A Breath of Happiness...

Each week for eight weeks Free Arts Program Leader Roshaunda works with two different groups of children for 90 minutes. Her goal is to help these children and teens re-discover hope and rebuild self-esteem and resiliency. Most of them live in foster care or are homeless and on their own. Nearly all deal with extreme poverty daily.

“I love when I come in the room and everyone shouts ‘Hey, Miss Ro!’ The kids are so excited to find out what we’re going to do and they want to help set things up” said Roshaunda recently.

“Right now we’re focused on empowerment, so we are finding our inner superheroes. I love this project because the kids learn that we can all be superheroes and help others.”

“At the beginning I ask them about their day and we talk about different things. I let them lead the conversation so they know they are respected and that I care about them and what they have to say.”

Roshaunda said that at the beginning of the eight week program, a lot of children are intimidated, shy or don’t feel they can do much. Many struggle with anger and distrust of adults. It takes time to see positive change, but working with art helps them identify and cope with their feelings and daily life challenges.

One example is a teen girl who didn’t want to sit with anybody at the beginning of the eight-week program, and she was aggressively making fun of others and picking on people. But after a few weeks, she became more calm because she saw that she was in a safe environment where she could be herself. She realized that she didn’t have to pick on anyone to make herself feel better. She could just feel good all by herself.

Every child in the program comes with their own set of unique challenges. Roshaunda continuously adapts her mentoring and coaching to fit each group each child’s needs. One of the biggest challenges is to get children that don’t want to be there and who don’t trust adults, to trust the program leaders and mentors. Roshaunda works hard to gain children’s trust over time help them feel safe, so that they can participate in the art projects and reap the benefits.

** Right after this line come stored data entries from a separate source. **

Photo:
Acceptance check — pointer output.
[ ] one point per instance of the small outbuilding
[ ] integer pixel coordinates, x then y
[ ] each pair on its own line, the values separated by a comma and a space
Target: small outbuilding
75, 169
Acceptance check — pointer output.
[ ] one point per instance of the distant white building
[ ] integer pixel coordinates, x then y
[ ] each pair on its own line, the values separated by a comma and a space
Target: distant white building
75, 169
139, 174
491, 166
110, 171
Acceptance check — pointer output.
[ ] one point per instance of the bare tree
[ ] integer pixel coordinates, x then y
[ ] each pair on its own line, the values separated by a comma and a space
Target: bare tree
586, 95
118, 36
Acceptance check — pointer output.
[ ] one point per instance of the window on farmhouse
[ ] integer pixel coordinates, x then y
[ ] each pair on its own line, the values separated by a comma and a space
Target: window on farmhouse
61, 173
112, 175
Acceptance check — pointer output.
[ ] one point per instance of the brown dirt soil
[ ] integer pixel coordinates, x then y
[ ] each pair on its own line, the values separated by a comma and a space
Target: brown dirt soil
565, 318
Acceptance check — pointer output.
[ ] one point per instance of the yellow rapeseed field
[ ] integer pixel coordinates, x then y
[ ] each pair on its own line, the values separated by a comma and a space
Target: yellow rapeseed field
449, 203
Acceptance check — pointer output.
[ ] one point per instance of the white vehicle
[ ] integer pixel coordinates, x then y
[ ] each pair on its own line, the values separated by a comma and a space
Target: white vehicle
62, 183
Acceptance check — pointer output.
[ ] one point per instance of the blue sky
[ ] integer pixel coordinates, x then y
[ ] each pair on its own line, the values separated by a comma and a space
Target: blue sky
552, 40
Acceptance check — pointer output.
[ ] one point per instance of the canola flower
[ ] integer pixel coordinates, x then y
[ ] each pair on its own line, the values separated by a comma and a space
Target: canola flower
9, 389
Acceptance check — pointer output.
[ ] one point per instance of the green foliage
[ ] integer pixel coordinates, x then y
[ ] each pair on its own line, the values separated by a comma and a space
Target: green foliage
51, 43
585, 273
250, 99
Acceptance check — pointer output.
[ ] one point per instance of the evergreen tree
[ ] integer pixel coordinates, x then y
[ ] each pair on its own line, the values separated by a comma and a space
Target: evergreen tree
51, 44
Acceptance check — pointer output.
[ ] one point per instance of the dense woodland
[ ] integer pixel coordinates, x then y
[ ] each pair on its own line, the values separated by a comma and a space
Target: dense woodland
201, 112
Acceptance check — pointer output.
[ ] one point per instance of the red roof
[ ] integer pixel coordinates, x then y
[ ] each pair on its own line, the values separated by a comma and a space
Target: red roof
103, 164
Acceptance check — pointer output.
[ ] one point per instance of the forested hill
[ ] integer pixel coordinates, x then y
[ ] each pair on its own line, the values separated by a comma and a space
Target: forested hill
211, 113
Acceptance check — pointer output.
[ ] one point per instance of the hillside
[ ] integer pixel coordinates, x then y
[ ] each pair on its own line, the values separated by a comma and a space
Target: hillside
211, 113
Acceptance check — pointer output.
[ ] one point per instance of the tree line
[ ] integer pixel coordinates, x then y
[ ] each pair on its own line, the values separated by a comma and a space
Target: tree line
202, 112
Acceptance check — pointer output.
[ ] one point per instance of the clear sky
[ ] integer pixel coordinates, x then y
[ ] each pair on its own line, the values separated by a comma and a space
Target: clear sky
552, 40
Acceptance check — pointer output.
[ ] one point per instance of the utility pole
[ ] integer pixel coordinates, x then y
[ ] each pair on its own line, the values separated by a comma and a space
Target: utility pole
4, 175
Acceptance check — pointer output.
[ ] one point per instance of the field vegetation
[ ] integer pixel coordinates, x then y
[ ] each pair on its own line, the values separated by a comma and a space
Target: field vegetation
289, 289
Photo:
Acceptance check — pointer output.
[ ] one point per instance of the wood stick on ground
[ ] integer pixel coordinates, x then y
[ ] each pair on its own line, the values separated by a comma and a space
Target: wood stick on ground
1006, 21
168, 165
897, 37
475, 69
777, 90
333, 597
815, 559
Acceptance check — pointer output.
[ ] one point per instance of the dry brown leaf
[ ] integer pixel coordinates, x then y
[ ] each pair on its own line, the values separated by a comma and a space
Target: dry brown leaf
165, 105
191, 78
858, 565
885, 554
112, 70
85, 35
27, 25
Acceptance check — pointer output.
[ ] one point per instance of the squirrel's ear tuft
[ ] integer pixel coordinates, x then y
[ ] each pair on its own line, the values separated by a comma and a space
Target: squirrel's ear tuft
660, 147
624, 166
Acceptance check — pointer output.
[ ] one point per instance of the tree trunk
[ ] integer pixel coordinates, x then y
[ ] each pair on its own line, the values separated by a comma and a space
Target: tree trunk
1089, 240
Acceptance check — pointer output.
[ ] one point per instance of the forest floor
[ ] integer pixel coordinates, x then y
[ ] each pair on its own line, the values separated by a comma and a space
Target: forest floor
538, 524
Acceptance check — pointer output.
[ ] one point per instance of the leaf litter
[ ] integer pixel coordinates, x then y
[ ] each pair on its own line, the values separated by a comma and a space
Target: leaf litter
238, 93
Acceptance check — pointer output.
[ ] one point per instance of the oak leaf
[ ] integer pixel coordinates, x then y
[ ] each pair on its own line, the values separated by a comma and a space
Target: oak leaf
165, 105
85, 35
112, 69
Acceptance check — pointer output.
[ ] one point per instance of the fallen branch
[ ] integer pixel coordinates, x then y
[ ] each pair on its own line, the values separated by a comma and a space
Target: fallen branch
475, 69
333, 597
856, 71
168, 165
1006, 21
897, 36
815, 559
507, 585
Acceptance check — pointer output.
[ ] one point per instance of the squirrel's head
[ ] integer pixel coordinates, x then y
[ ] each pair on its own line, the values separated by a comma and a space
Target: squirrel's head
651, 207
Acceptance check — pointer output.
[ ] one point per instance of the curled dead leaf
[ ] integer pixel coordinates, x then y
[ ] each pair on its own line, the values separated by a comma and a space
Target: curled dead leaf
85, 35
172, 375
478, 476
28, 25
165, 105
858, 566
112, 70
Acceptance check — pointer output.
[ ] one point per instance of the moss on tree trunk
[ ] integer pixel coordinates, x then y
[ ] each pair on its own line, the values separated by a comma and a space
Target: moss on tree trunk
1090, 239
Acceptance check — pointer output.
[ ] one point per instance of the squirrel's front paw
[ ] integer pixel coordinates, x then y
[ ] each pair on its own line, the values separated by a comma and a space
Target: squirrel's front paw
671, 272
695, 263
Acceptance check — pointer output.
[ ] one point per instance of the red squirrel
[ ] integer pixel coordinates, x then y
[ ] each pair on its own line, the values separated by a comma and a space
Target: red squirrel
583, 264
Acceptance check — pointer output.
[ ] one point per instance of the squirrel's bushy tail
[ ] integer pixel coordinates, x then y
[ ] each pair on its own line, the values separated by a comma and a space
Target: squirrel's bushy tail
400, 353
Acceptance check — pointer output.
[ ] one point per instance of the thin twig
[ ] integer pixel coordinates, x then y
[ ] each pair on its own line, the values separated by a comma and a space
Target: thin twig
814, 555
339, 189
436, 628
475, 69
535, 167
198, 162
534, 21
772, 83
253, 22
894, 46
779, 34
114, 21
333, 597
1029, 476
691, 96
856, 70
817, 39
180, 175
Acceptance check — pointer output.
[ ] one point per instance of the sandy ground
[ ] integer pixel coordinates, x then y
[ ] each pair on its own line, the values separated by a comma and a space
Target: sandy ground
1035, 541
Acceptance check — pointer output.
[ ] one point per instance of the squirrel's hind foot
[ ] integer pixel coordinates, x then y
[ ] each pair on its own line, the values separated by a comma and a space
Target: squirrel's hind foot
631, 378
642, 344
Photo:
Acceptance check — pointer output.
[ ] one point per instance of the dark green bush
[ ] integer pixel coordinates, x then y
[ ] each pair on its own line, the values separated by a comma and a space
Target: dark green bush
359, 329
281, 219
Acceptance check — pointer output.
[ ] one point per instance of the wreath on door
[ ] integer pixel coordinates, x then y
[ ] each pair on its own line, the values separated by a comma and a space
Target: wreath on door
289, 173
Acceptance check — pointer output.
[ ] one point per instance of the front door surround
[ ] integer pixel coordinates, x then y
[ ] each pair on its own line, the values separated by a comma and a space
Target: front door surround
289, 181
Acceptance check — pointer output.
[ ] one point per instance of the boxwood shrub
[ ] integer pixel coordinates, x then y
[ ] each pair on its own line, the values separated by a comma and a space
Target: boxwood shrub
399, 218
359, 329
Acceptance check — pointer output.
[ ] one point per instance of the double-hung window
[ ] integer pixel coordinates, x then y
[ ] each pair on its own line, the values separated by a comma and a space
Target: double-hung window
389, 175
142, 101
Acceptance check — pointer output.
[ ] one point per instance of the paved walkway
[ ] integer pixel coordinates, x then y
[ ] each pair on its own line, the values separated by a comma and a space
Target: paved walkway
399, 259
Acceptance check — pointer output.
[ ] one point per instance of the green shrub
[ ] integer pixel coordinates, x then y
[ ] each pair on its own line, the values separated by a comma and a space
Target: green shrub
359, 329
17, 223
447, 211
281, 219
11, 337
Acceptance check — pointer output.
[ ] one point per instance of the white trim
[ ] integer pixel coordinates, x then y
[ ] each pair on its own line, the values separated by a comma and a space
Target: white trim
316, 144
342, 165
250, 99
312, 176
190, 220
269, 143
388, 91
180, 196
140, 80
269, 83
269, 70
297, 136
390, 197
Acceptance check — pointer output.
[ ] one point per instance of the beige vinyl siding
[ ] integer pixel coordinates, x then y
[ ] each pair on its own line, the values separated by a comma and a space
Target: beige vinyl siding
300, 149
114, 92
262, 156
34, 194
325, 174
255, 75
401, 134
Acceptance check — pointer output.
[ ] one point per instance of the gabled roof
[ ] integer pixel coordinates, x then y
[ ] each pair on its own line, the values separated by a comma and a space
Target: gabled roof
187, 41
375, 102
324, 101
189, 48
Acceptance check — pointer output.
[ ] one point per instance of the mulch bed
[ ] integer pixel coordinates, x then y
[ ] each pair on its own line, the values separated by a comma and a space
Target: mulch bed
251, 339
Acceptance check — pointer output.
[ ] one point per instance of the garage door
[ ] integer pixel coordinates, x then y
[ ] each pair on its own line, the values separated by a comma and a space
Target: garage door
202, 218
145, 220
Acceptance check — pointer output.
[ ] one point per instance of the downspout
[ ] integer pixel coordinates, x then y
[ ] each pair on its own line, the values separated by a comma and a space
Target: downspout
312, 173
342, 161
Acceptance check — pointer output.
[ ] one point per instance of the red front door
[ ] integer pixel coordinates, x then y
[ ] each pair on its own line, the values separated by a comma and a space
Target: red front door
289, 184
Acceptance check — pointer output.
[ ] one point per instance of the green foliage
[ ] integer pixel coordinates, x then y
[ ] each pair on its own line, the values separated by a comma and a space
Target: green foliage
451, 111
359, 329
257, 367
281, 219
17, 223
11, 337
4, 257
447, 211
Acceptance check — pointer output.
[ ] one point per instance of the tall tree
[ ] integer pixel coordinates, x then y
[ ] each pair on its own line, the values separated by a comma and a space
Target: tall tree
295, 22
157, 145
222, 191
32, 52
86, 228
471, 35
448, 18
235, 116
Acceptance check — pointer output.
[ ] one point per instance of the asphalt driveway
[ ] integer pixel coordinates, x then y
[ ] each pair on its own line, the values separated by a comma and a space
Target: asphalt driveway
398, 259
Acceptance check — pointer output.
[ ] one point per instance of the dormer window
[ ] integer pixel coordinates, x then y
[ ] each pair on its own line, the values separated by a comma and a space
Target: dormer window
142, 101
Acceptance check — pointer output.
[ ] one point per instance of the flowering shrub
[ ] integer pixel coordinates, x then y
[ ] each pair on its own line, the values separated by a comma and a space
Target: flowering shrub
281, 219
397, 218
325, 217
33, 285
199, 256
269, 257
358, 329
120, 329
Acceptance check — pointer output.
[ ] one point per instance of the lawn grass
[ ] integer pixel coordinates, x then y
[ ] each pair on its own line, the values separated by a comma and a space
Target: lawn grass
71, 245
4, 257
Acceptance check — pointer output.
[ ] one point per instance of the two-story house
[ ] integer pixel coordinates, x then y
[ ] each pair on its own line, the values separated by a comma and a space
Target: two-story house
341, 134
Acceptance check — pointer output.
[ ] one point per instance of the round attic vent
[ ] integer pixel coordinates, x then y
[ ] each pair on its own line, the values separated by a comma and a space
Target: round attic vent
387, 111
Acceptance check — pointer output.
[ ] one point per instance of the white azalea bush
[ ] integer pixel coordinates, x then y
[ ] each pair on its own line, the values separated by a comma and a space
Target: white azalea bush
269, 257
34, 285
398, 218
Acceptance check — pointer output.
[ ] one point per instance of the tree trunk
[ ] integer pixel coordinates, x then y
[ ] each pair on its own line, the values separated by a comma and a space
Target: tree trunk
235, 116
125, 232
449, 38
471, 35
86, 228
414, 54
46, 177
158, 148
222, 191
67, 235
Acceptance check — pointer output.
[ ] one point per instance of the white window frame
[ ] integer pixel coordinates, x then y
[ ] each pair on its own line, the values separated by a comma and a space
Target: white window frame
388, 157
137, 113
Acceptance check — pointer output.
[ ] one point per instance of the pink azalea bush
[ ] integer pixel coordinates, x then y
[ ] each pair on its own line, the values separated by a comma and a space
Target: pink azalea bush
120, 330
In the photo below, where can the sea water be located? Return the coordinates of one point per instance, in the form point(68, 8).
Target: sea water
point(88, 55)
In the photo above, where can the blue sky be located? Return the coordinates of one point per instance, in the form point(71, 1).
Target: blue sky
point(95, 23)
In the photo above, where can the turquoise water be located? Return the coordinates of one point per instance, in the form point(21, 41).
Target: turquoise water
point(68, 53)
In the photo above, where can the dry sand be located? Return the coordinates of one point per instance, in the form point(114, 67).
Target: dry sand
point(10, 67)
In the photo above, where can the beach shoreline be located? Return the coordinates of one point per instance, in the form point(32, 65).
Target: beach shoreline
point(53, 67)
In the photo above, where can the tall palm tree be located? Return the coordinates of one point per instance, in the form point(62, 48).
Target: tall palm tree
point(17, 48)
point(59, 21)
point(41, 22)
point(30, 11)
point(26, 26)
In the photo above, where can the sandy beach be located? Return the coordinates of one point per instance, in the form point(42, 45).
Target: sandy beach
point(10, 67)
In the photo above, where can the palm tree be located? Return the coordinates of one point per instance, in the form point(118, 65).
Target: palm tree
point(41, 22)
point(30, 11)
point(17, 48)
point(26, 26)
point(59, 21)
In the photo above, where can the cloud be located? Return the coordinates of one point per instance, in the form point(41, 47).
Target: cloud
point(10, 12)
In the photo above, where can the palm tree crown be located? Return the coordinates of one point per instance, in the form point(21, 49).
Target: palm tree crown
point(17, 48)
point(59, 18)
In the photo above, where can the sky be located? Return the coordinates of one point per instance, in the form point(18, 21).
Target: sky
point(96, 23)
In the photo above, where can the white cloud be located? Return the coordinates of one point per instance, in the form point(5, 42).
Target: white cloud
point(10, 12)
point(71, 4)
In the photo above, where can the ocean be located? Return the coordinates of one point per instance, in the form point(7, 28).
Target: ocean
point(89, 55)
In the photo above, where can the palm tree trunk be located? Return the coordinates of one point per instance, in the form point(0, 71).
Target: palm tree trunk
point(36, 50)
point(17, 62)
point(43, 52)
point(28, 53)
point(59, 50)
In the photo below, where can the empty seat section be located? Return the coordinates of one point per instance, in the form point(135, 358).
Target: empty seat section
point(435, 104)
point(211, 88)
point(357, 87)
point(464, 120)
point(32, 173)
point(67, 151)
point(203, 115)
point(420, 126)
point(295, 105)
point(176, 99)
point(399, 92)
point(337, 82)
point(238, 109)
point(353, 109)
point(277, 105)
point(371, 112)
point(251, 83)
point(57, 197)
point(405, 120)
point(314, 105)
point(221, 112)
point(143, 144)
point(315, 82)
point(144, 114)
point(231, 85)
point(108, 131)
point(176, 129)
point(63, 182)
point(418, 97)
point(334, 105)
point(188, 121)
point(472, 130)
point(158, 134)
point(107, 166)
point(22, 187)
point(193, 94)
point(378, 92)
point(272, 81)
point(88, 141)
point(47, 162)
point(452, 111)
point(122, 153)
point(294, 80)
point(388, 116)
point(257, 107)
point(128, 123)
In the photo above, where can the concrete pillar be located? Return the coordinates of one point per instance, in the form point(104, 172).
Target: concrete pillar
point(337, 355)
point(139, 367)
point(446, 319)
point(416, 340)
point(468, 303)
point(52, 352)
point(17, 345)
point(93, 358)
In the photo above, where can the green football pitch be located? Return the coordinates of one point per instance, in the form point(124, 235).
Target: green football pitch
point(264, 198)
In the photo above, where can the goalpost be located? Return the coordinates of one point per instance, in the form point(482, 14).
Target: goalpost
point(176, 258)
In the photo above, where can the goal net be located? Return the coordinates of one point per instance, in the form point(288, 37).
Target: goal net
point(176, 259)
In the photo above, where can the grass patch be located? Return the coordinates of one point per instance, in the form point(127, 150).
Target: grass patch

I know that most of them haven’t had even one positive adult role model. And that can create a lot of pressure on me. I know I am a good role model, but it can be hard to figure out how to approach children who are new to Free Arts, since every child has a different set of very tough challenges in their life. Some kids need an upbeat and uplifting mentor, others need somebody that is more quiet and listens to them. Once I’ve spent time with them, I can figure it out pretty quickly. But it’s always hard to know what they need before getting in the room for the first time.
— Roshaunda

 

Once Roshaunda gets the children to trust her and build a relationship with her, her work with Free Arts immediately becomes rewarding. She remembers one particular day...

“It was the last day of the program, and children were practicing gratitude by making thank you cards. One of the girls came up to me and gave me a thank you card. The card had a bunch of words that were spelled wrong, but it was so beautiful and heartfelt! I was so touched to have made a difference.”

 

Based on what Roshaunda has observed and what children have told her, she knows that Free Arts has a positive effect on their lives.

“I drive 2 hours each way to go to one of the programs, and it is worth it every time. I’ll be stuck in traffic and feeling down, but as soon as I get there and all the kids start talking to me, I remember why I do this. I know I have to be there for them, because they will be waiting for me, and I want them to know I care about them.”